In 2002, the Seneca Nation and New York State entered into a "compact" permitting the Nation to open three casinos in Western New York.
In exchange for the highest-allowable percentage of revenues generated by the nation's slot machines and other gaming devices, the state agreed under the compact that we would have exclusive rights to operate those devices in the region west of State Route 14.
The compact also states that the nation has no obligation to make the exclusivity payments if the nation is denied its bargained-for exclusivity.
The two sides recognized that economic development at and near the casinos would impact the host municipalities with demands for services. To address this, the state agreed it would reach financial agreements with Niagara Falls, Buffalo and Salamanca to help them adjust. Although not required to do so, the state used part of the $476 million in exclusivity payments it received from the Seneca Nation to compensate the cities.
The nation stopped making exclusivity payments when the state violated the nation's exclusivity rights. These violations include allowing "Moxie Mania" slot machines at bars and restaurants and permitting casino games at Buffalo, Batavia and Finger Lakes race tracks in our exclusivity zone.
Arbitration on these violations is expected to take about a year. Meanwhile, the Nation is placing the withheld money, now approaching $400 million, in escrow.
Since the nation stopped making exclusivity payments to the state, the state stopped meeting its independent obligations to the three host cities.
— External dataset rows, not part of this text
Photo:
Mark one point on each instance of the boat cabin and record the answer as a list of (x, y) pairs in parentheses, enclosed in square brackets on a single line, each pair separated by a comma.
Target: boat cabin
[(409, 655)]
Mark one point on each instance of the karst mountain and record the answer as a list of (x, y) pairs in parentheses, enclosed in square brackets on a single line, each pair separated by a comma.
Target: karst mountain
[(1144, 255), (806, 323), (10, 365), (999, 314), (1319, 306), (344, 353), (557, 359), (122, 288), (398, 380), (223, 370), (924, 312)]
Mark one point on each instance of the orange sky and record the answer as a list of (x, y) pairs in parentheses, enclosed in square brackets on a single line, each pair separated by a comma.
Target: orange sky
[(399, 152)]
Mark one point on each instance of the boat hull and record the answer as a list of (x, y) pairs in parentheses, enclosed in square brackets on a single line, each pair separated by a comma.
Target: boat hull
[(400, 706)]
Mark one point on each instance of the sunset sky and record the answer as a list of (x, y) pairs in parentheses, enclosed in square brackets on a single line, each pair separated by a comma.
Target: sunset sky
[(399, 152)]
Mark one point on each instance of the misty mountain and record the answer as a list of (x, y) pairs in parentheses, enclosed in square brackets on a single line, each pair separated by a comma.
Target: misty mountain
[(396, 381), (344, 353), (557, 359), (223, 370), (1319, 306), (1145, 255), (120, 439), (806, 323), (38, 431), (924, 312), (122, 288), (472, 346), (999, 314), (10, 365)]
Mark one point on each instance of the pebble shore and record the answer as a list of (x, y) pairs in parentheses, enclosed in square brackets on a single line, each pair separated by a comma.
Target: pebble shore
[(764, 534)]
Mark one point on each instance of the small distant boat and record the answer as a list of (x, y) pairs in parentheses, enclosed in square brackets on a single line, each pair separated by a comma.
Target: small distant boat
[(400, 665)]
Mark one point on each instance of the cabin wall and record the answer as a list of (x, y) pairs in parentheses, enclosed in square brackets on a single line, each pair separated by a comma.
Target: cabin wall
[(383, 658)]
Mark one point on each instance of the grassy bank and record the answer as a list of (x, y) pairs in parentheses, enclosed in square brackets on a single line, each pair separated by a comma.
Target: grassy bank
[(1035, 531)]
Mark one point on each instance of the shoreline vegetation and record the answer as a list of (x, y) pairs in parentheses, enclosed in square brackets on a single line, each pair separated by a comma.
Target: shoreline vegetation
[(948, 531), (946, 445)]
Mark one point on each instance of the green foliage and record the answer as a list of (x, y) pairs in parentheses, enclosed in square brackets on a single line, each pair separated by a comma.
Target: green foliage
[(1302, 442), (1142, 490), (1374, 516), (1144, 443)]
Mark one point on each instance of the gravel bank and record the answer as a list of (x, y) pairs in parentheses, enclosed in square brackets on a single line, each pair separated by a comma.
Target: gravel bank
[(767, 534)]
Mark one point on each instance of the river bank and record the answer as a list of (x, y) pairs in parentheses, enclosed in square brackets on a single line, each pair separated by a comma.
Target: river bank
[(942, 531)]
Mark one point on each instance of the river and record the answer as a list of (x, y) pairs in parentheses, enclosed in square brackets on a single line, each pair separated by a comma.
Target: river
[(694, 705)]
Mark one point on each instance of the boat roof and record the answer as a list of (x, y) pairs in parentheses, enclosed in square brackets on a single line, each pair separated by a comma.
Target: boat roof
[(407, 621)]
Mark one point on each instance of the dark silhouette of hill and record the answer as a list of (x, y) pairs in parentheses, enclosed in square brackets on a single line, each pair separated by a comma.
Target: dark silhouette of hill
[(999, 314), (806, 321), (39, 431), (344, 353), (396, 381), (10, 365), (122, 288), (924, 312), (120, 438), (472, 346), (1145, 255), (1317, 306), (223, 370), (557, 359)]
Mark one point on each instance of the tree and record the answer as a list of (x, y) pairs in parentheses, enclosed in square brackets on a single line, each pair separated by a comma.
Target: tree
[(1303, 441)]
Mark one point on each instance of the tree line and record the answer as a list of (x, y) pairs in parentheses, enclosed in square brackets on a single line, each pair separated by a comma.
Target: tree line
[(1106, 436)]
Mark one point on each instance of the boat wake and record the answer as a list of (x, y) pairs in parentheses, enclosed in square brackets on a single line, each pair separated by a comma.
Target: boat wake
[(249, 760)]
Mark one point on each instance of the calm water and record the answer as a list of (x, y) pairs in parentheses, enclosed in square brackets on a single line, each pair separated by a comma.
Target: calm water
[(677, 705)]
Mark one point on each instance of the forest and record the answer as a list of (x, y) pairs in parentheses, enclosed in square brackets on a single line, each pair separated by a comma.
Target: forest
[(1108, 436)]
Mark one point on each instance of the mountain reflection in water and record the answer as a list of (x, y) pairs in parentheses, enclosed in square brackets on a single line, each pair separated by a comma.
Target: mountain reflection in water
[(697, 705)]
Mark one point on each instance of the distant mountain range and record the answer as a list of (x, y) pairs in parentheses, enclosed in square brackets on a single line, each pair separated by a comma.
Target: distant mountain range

To be clear, the state's obligation to make payments to the cities is not conditioned upon the nation paying the state.
Reasonable people ask why the Seneca Nation doesn't directly pay the cities, since the nation repeatedly maintained it has no disagreements with these good neighbors. We specifically raised that idea in October 2010, but Gov. David Paterson rejected it, affirming that it is the state's obligation under the compact to pay the cities.
Western New York legislators then introduced legislation to permit direct payments from the nation to the cities, but the nation no longer has that option because the state moved to legalize commercial gambling without expressly protecting our exclusivity zone. That creates legal risks that require us to strictly follow the compact's dispute resolution process.
Of course, another solution also within the state's control is for the state to simply meet its financial obligations under the compact to directly compensate the three host municipalities.
We are genuinely perplexed that the state treats its obligations under the compact and its three cities most affected with such disregard. We urge the governor and legislative leaders to work with us to resolve the dispute or provide needed funding for our neighbors to end the state-enabled financial crunch.
Robert Odawi Porter is president of the Seneca Nation of Indians.